Ее слова ровным счетом ничего для меня не значили. Как конфетти - иногда яркие, красивые, завораживающе сочетаются цветами, но, в целом, они лишь мусор...
- Замечательно, - подыграл я запоздало без тени эмоций. - Не забудь о своем обещании. Ночью я оборву все твои надежды.
- Похоже, тебе это в радость, - пробурчала она, и я позволил себе усмешку. Наверное, в ней было что-то злое, на секунду в черных глазах Саи мелькнул стальной блеск. Она промолчала.
Заметив, что тактика обаяния больше на мне не срабатывает, Сая решила больно уколоть меня. Это получалось у нее запросто, стоит доверить ей хоть что-то дорогое твоему сердцу.
- Честное слово, всё из-за того поцелуя? Ты же не принял это всерьез?
А я помнил нежность губ, слезы, ее сердце, льнущее к моей груди.
- Даже не заметил, что ты, вообще, что-то сделала, - парировал я невозмутимо, скосив в ее сторону пренебрежительный взгляд. Сая вспыхнула краской гнева, осознав, что ее укол прошел мимо цели:
- Поразительная учтивость.
- Я цыган и оборванец, учтивость у меня в крови.

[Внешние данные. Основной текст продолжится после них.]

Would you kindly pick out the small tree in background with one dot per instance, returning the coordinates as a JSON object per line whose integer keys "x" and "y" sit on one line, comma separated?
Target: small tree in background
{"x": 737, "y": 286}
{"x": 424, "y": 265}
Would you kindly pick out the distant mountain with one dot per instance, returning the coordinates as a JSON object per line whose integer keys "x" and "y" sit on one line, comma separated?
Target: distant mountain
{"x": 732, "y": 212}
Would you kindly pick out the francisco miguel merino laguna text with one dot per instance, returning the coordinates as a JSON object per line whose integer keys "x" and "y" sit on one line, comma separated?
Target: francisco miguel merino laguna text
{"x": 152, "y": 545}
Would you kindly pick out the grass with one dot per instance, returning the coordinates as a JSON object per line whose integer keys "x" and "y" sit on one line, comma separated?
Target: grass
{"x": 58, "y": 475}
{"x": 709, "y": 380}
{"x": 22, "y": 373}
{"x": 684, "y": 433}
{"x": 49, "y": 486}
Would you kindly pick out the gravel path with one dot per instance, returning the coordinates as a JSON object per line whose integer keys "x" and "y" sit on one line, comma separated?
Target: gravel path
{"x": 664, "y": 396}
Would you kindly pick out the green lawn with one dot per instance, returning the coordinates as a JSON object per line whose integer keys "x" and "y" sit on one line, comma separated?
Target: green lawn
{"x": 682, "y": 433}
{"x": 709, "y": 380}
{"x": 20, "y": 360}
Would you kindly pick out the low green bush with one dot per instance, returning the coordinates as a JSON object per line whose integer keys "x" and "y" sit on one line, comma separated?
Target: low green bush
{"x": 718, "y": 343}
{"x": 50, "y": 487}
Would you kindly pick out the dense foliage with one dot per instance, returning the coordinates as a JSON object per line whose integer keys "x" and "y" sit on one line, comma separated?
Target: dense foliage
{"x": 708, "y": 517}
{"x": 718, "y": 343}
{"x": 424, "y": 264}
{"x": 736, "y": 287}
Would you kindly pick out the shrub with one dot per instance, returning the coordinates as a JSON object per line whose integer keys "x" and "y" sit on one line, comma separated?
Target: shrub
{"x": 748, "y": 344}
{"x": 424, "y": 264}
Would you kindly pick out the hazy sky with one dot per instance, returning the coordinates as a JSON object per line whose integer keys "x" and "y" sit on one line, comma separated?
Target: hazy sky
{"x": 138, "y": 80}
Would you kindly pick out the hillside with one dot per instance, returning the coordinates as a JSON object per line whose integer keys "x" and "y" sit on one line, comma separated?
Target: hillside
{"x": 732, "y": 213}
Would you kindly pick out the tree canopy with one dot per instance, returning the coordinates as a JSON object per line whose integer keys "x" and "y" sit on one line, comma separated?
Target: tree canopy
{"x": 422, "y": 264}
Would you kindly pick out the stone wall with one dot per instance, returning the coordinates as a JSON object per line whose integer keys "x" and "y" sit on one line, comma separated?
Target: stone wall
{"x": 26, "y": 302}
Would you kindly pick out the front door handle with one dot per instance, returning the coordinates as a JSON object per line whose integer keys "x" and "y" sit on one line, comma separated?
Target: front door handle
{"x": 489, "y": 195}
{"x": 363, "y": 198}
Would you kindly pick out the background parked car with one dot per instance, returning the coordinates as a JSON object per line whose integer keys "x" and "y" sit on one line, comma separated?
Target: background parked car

- Такое чувство, что ты совершенно не желаешь мириться.
Я улыбнулся, повернулся к ней, и ее, видимо, поразила эта улыбка, потому что она опешила от того, что за безумие в ней проскользнуло.
- Дорогая Сая, я даже не заметил, что мы ссорились. Всё в полном порядке. Скоро приедут разные гости, и мы оба успеем устать. Твоя идея с пикником как раз кстати...
Сая очень хорошо осознавала, что я не чувствую и капли того благодушия, которое выражал, предсказуемо рассердилась, но ненадолго. Потом в своем обыкновении решила делать вид, что всё это выше нее, ведь она сделала всё возможное, чтобы помириться, а я - негодяй такой - не принял ее великодушного намерения.
Мы устроили вдвоём небольшой пикник на верхушке скалы, на которую легко подняться, так как с одной стороны тропинка была не крутая и удобная, но с другой - каменный взлет обрывался в пропасть.
Низкие, лёгкие облака и свежий ветер, приветливое солнце, аромат сырых стволов деревьев и пьянящий воздух - природа была так отчаянно прекрасна и безмятежна вокруг меня, что сердце поэта бы колотилось от восхищения.
Сая ела варенье прямо из банки и пальцами. Она знала, что это выглядит забавно и непосредственно. Она знала, что я непременно отреагирую. Какое-то время мне удавалось игнорировать симпатичную барышню, слизывающую с пальцев сладкую, черничную патоку.
- Сая... - со вздохом протянул я, закатывая глаза.
- Говорят, варенье из чёрной смородины в этом году особенно удалось, - широко улыбнулась она в ответ, продолжая есть лакомство, лукаво на меня поглядывая и проверяя произведенный эффект.
- Это не повод залезать в банку с головой.
- Ворчишь, как старый дед.
Я спокойно пропустил это мимо ушей и спросил:
- Ты приготовила подарок Джоулю?
Не заметив интонации вопроса, Сая пожала плечами:
- Ради этого я сюда и пришла. Давай, покажу, - она шустро поднялась с места и направилась к обрыву.
- Не подходи ближе, - в который раз укоризненно сказал я, заметив, как она, не зная страха, шагает к краю. Внутри меня стянулся узел, когда я увидел ее неосторожность и торопливо подошел ближе.
Из самой скалы, на отвесном склоне росли прекрасные алые лилии. Бутоны у них были больше и пышнее, чем у желтых. Таких я никогда ещё не видел, но от высоты, на которой они росли, могла голова закружиться.
- Я хочу подарить Джоулю вон ту лилию, - она указала мне на одну из двух цветков, растущих на отвесной скале. - Красные растут только здесь. Подстрахуй меня... - и она ступила на камень, выступающий из скалы, чтобы дотянуться до цветка.
- Сая, - раздраженно произнес я, заставляя ее подняться обратно. - Это опасно. Вылезай.